Of course, the study is based on a retrospective analysis and perhaps it still necessary to carry out prospective and randomized studies to demonstrate the superiority of either technique for CTAAD.
According to the Oxford Dictionary meaning for “challenge” (15), which seems the most appropriate and used match for TAAA repair, “A call to someone to participate in a competitive situation or fight to decide who is superior in terms of ability or strength”. The challenge on the treatment of extensive aortic aneurysm repair just began and a definitive solution between less invasive and conventional “mild to deep cold” open procedures is yet to be defined.
In summary, with the current available evidences, probably two are the keys to success on this hazardous surgical procedure. The first is the feasible preoperative conditions of the patients’ candidate. Not everyone can afford a thoraco-phreno-laparotomy access and a transient multiple organs ischemia required for extensive aortic repair. The second point is the referring center; once again the manuscript testimonies as good results are still coming only from specialized center on this field of surgery. The possibility to choose among different options of treatment (surgical and/or endovascular) and adjuncts (for visceral and cerebral monitoring) along with the experience of the center surely makes the differences on outcomes.

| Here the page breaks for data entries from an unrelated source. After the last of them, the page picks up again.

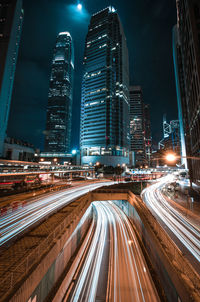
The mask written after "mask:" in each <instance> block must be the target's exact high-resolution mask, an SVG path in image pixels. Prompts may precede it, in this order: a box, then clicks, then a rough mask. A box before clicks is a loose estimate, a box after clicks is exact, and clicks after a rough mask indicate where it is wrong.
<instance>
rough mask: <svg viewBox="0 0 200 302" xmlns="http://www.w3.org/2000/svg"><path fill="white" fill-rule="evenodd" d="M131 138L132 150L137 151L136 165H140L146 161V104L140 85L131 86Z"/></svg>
mask: <svg viewBox="0 0 200 302" xmlns="http://www.w3.org/2000/svg"><path fill="white" fill-rule="evenodd" d="M130 138H131V147H130V150H131V151H133V152H134V153H135V166H136V167H139V166H141V165H143V164H145V163H146V158H145V157H146V156H145V129H144V104H143V95H142V88H141V87H140V86H130Z"/></svg>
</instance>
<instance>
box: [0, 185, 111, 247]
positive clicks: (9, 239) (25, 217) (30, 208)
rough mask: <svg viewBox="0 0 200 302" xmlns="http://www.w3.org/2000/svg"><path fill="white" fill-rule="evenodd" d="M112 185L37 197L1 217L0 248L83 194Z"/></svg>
mask: <svg viewBox="0 0 200 302" xmlns="http://www.w3.org/2000/svg"><path fill="white" fill-rule="evenodd" d="M112 184H113V182H101V183H94V184H89V185H86V186H82V187H80V188H78V187H76V188H73V189H67V190H65V191H62V192H57V193H52V194H50V195H49V194H48V196H47V197H44V196H43V197H38V198H36V199H35V201H34V202H32V203H31V204H28V205H26V206H25V207H24V208H21V209H18V210H16V211H14V212H12V213H9V214H7V215H4V216H2V217H1V218H0V246H1V245H3V244H5V243H6V242H8V241H10V240H11V239H12V238H14V237H15V236H17V235H19V234H20V233H22V232H24V230H26V229H28V228H29V227H30V226H33V225H34V224H35V223H38V222H40V221H42V220H43V219H44V218H45V217H47V216H49V215H51V214H52V213H54V212H56V211H58V210H59V209H60V208H62V207H64V206H66V205H67V204H69V203H71V202H72V201H73V200H75V199H76V198H78V197H80V196H82V195H83V194H85V193H88V192H89V191H91V190H95V189H97V188H99V187H102V186H105V185H112Z"/></svg>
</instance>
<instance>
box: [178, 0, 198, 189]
mask: <svg viewBox="0 0 200 302" xmlns="http://www.w3.org/2000/svg"><path fill="white" fill-rule="evenodd" d="M177 13H178V14H177V15H178V21H177V29H178V38H179V45H180V56H181V60H182V61H181V63H180V64H181V65H182V68H183V69H182V72H181V75H180V74H179V75H178V76H179V82H180V81H182V78H183V81H184V94H182V95H181V101H182V104H183V107H182V110H183V114H182V115H183V117H184V118H186V119H187V120H186V123H185V133H186V138H187V141H186V147H187V148H186V149H187V150H186V152H187V156H188V157H200V2H199V0H177ZM180 56H179V58H180ZM188 167H189V170H190V176H191V180H192V181H194V182H196V183H198V184H199V183H200V160H195V159H192V160H189V161H188Z"/></svg>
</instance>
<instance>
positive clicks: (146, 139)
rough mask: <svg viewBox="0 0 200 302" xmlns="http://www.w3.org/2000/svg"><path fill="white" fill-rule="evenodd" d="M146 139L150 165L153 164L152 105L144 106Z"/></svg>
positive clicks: (145, 138) (146, 156)
mask: <svg viewBox="0 0 200 302" xmlns="http://www.w3.org/2000/svg"><path fill="white" fill-rule="evenodd" d="M144 137H145V157H146V161H147V163H148V165H149V166H150V164H151V152H152V137H151V119H150V105H149V104H144Z"/></svg>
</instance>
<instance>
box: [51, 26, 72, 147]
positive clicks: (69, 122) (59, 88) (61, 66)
mask: <svg viewBox="0 0 200 302" xmlns="http://www.w3.org/2000/svg"><path fill="white" fill-rule="evenodd" d="M73 73H74V49H73V43H72V37H71V35H70V33H68V32H61V33H59V35H58V37H57V40H56V46H55V48H54V54H53V62H52V70H51V77H50V85H49V96H48V107H47V120H46V136H45V152H48V153H49V152H52V153H55V152H56V153H59V152H60V153H69V152H70V147H71V122H72V90H73Z"/></svg>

To conclude, a common point to all the previous reported prestigious studies could be summarize in the conclusion of Corvera and coworkers (2) as “open repair continues to be the gold standard in patients who are suitable candidates for surgery” especially for young candidate, patients with connective tissue disorders and chronic aortic dissection aneurysms. Needs also to be enhanced that excellent results are usually achieved in experienced center no matter what type of adjuncts are adopted to repair the TAAA.
This concept is probably the crucial point coming out from the manuscript of the JTCVS. Like the ancient Latin proverb said “Omnes viae Roman ducunt” if experience join perseverance and care for the patient a good final result is achieved no matter how is chased as “all roads lead to Rome”.
Acknowledgements
None.
Footnote
Conflicts of Interest: The authors have no conflicts of interest to declare.